A near-death experience and a timely intervention by his therapist (Anjali Patil), make him realise that he doesn’t actually want to die. Too bad, his assigned killer (an appropriately terrifying Heeba Shah) doesn’t do take-backs.
Dark and morbid comedies are not commonplace in Indian films and television shows. The only movie from recent memory I can recall where I was horrified yet had the urge to hysterically laugh was that scene from Sriram Raghavan’s Andhadhun (2018). Do you remember the scene where Ayushmann Khurrana’s character, who is pretending to be blind, sees Tabu’s husband’s dead body lying on the floor, as he continues to play the piano to make sure Tabu and her boyfriend don’t realise that he’s not actually blind? Think of Afsos as that scene but multiplied by eight whole episodes of the same morbid humour, and then turned up to eleven.
The script, which has been adapted from a Bengali novel called Golper Goru Chande, works primarily because the writers know exactly how to subvert expectations.
The gloomy, dopey protagonist never makes the decisions you think he will. The warm, empathetic therapist is (SPOILER) neither warm, nor truly empathetic. You think this is going to be a (dark) comedy of errors, but you’re suddenly in the middle of a cat and mouse thriller to find out a man who might be immortal.
Director Anubhuti Kashyap, cinematographer Krish Makhija, and editor Prerna Saigal create a universe that is rooted in mundane reality and looks lived-in.

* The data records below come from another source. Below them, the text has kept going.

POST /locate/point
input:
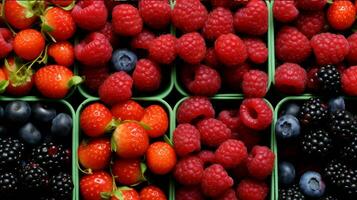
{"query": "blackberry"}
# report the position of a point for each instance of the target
(330, 79)
(316, 142)
(312, 111)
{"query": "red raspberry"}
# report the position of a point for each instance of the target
(249, 189)
(255, 83)
(230, 49)
(292, 46)
(255, 113)
(349, 81)
(155, 14)
(162, 49)
(257, 50)
(206, 81)
(189, 171)
(285, 10)
(260, 162)
(311, 23)
(94, 51)
(147, 75)
(126, 20)
(231, 153)
(191, 47)
(189, 16)
(186, 139)
(213, 132)
(290, 78)
(142, 40)
(194, 108)
(215, 181)
(329, 48)
(252, 19)
(219, 22)
(90, 15)
(116, 88)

This is a huge contrast to the outlandish story and characters that inhabit this universe. This odd juxtaposition helps drive the absurdity of the show further.

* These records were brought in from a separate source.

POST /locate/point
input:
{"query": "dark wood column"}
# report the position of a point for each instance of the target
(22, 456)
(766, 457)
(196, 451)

While Nakul is dealing with a contract killer hell-bent on ending his life, an ashram up North becomes the subject of a crime investigation after all but one of the sadhus living there are found shot dead. The only clue linking this gruesome crime to the events going on in Mumbai are a magazine featuring a story about ‘The Immortal Man’ and the one missing sadhu who was, reportedly, sighted travelling to Mumbai. There’s also the matter of Dr. Goldfish, the man with the peculiar accent, who is on a quest to learn everything he can about immortality.
Gulshan Devaiah, who still features prominently as the star of most of my nightmares after his performance in Ghost Stories, is terrific as Nakul. He does the seemingly impossible job of making you root for him to die just so he’s put out of his constant misery.

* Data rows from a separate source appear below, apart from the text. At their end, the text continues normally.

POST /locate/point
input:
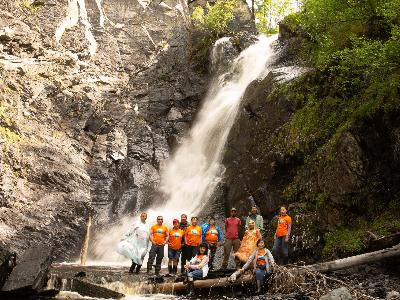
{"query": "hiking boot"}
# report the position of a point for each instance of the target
(190, 289)
(138, 269)
(132, 268)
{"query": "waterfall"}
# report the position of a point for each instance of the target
(77, 12)
(194, 170)
(190, 177)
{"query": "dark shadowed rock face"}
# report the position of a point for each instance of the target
(354, 180)
(84, 130)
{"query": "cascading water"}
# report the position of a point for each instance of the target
(190, 177)
(195, 169)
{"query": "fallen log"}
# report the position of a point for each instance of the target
(356, 260)
(171, 287)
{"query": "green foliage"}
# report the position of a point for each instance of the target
(215, 18)
(269, 13)
(356, 49)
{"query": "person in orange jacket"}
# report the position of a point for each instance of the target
(174, 246)
(282, 235)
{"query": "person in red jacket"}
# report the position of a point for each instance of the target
(282, 235)
(232, 225)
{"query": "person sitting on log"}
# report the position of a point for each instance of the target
(282, 235)
(183, 224)
(249, 242)
(159, 237)
(174, 246)
(211, 235)
(197, 268)
(262, 262)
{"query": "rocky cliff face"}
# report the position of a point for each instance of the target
(336, 193)
(94, 96)
(82, 129)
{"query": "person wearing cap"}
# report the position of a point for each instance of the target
(212, 236)
(182, 225)
(232, 225)
(174, 246)
(192, 241)
(159, 237)
(257, 218)
(282, 235)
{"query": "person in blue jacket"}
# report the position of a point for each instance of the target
(212, 236)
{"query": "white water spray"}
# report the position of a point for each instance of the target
(195, 169)
(77, 12)
(190, 177)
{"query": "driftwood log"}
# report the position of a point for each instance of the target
(356, 260)
(171, 287)
(246, 279)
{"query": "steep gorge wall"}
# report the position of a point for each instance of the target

Nakul could have easily become a caricature, but Devaiah keeps it on the right side of the line at all times.
Ratnabali Bhattacharya is exceptional as Maria, the head of ‘Emergency Exit’. She fits in so well in this ludicrous universe that you have to peddle back to realise that the sales pitch she is offering to Nakul is about the variety of ways she can arrange for him to die. The rest of the supporting cast is pitch-perfect, including Robin Das’ hapless sadhu who just wants to honour his mentor by completing an almost impossible mission, Sulagna Panigrahi as Ayesha the journalist whose story on the existence of an Immortal Man started it all.
A special shout out to the highly incompetent Mumbai cop Vitthal (Shyam Bhimsaria) who’s taking a shot at redemption by rescuing Bir Singh (Akash Dahiya), a cop from Uttarakhand who travelled all the way to Mumbai in search of the missing sadhu. Vitthal’s pep talk to his men, copied (almost) word for word from Singh’s rant about his incompetence, sets up what is possibly one of the most hilarious shoot-out scenes between cops and the bad guy’s men. I won’t spoil it any further, but it’s definitely one of the highlights from the eight episodes of the series.
If you’re not a fan of themes like death and immortality getting the comedy treatment, then you might have some trouble making sense of whatever’s going on on-screen. The narrative jumps from one timeline and location to another pretty rapidly, so you’ll have to focus a little. But if you manage, watching Afsos might be one of the most enjoyable experiences you’ve had watching a web series in a long time.